A quick glance at RateCity’s website comparison guide reveals an average rate on high yield savings accounts of between 1 and 2 per cent (at time of writing). Some are as low as 0.5 per cent…hardly worth the effort to open one really.
So what’s an equity rich homeowner to do when facing the prospect of a prolonged retirement, with little in the way of a cash bucket to draw on in order to fund it?
Invest in property
When you consider the negligible interest paid on savings accounts and the need for many to recover their retirement funds in a relatively short space of time, it’s understandable that more Australians are turning to bricks and mortar assets.
In fact we’re currently in the midst of the perfect investment storm. Attractive capital growth across premium property markets, ‘cheap debt’, lenders vying for business and low vacancy rates are creating ideal conditions in which to hold residential property in your portfolio.
Not to mention the fact that we just love anything to do with houses!
Our adoration of accommodation aside, it really does make sense that more of us are finally starting to recognise the multiple benefits, including tax savings and demonstrated market reliability, of property investment to fund retirement.
Particularly when you consider that even at a top rate of 3.85 per cent – the highest we found on RateCity – properly selected housing is likely to outperform savings accounts by around 10 per cent per annum (based on a conservative average capital growth estimate of 8% and rental yield of 5% PA).
In other words, a $100,000 savings account will deliver a gross return of around $2,000 each year (at a higher retail rate of 2%), whereas the same $100,000 invested in property would deliver a gross return of around $13,000.
Then of course there’s inflation to account for, and we haven’t even touched on the notion of taxes yet. Remember, negative gearing and depreciation incentives allow investors to retain more of their real estate returns.

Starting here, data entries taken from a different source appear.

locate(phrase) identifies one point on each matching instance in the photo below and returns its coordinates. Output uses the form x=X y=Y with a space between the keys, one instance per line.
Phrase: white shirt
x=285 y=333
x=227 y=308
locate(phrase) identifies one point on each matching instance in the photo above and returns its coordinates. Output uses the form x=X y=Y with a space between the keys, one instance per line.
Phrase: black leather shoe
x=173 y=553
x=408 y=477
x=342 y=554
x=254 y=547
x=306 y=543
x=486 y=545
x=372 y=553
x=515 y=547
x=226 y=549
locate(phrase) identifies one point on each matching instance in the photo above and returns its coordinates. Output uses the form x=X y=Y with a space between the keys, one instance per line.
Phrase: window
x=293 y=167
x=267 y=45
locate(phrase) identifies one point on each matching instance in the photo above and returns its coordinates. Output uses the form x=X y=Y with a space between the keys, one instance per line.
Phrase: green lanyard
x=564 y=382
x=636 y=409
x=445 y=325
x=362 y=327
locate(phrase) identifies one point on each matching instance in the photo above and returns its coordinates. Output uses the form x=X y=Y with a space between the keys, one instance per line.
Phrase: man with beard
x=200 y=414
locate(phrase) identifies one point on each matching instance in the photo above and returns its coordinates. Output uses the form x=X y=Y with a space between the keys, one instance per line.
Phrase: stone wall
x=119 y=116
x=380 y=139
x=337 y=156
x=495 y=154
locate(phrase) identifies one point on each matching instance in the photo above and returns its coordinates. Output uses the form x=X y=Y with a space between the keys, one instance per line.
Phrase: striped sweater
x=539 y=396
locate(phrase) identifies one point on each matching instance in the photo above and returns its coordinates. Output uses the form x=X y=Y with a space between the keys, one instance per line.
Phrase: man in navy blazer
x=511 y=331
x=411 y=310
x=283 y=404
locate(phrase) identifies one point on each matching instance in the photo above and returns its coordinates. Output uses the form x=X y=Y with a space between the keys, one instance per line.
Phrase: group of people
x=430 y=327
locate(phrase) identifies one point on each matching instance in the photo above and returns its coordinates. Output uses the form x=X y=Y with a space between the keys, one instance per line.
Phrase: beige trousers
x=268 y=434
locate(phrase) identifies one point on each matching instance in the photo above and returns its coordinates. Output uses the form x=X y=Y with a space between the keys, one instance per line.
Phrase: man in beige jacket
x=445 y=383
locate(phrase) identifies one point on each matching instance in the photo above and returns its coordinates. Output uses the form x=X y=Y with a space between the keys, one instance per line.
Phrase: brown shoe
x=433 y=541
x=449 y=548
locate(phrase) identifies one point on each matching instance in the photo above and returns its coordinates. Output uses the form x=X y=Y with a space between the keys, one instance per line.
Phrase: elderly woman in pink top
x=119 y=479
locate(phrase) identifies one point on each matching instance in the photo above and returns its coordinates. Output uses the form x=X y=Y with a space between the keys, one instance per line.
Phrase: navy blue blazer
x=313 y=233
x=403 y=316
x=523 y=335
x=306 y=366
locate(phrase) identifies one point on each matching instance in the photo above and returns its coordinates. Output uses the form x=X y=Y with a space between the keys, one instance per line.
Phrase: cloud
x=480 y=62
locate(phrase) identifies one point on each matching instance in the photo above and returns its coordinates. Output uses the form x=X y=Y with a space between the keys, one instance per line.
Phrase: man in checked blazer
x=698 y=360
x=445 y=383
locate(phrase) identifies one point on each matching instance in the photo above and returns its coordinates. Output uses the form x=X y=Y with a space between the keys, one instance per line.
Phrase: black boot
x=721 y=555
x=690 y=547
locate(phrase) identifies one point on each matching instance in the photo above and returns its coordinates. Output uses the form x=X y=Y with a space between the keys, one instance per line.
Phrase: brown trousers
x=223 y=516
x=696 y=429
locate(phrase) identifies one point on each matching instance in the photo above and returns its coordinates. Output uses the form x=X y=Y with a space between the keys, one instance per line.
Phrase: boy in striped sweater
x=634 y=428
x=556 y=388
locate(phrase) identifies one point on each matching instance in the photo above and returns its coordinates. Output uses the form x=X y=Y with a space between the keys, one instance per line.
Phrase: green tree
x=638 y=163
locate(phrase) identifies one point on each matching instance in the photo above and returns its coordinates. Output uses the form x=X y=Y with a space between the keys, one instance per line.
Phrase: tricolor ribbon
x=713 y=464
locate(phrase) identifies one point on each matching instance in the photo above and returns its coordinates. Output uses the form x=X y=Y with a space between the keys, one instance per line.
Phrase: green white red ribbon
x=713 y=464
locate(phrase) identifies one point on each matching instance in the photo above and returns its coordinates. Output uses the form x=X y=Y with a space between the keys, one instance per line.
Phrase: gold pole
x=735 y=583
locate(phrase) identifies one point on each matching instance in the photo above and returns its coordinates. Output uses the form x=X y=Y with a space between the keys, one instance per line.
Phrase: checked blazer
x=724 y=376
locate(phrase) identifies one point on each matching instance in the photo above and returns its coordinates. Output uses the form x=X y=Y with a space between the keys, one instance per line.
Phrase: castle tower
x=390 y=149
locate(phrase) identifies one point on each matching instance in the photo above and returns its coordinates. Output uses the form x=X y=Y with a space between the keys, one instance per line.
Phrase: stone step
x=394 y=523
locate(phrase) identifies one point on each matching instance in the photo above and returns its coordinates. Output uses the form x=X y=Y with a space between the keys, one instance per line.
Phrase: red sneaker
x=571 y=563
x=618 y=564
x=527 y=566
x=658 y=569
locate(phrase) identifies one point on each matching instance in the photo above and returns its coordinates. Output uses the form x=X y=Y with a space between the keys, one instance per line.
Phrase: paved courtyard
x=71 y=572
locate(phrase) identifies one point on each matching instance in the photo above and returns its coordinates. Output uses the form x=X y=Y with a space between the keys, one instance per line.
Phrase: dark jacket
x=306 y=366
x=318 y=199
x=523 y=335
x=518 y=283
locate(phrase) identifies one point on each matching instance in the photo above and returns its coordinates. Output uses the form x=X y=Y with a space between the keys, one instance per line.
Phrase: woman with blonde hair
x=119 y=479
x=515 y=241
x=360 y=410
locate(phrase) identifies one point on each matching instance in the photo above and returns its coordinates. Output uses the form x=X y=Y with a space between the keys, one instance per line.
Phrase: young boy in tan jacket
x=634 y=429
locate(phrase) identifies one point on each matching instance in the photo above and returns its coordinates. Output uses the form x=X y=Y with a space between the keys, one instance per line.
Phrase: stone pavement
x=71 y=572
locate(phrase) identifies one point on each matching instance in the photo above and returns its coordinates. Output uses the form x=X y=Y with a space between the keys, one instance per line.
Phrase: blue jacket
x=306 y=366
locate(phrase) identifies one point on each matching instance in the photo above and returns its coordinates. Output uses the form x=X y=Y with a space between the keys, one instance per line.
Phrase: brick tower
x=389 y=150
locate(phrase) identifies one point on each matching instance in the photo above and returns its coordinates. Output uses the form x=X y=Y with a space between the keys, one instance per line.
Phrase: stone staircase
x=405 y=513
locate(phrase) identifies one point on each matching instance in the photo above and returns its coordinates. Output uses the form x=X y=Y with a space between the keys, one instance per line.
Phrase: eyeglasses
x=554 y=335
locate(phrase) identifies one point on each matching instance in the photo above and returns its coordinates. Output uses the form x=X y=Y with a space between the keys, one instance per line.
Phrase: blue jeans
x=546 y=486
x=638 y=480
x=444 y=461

As opposed to the tax applied to interest earned from high yield accounts, which is payable at the same rate as your income tax bracket. In other words, you could conceivably lose close to half of that $2,000 gross return when the taxman takes his share.
Other ways to save
Of course I’m not in any way suggesting you should put all of your investment eggs in the one, higher risk commodities basket that is shares and property.
Your portfolio should be well balanced and planned to accommodate your current circumstances, your risk profile as an investor and long-term objectives when it comes to your financial future.
Cashflow is essential to sustain any type of investment portfolio, so you need a buffer in case of things like extended vacancies, unexpected maintenance costs and/or loss of income.
How and where you stash your cash will make a significant difference to your overall wealth position in years to come though. So it’s important that you think about this as part of your overall investment strategy.
One of the ways you can make your cash investment work harder for you is to put it toward non-tax deductible property debt. This could be in the form of an offset account linked to your home loan, or even additional payments toward the mortgage on your PPOR.
While property investors are wise to spread risk across different commodities, including the safety of cash reserves, believing that term deposits will net you sufficient growth to pay for retirement is a little too optimistic.
Not only is well-selected real estate a proven performer, it once again trumps most other investment vehicles and remains a favourable asset in this lower interest rate environment.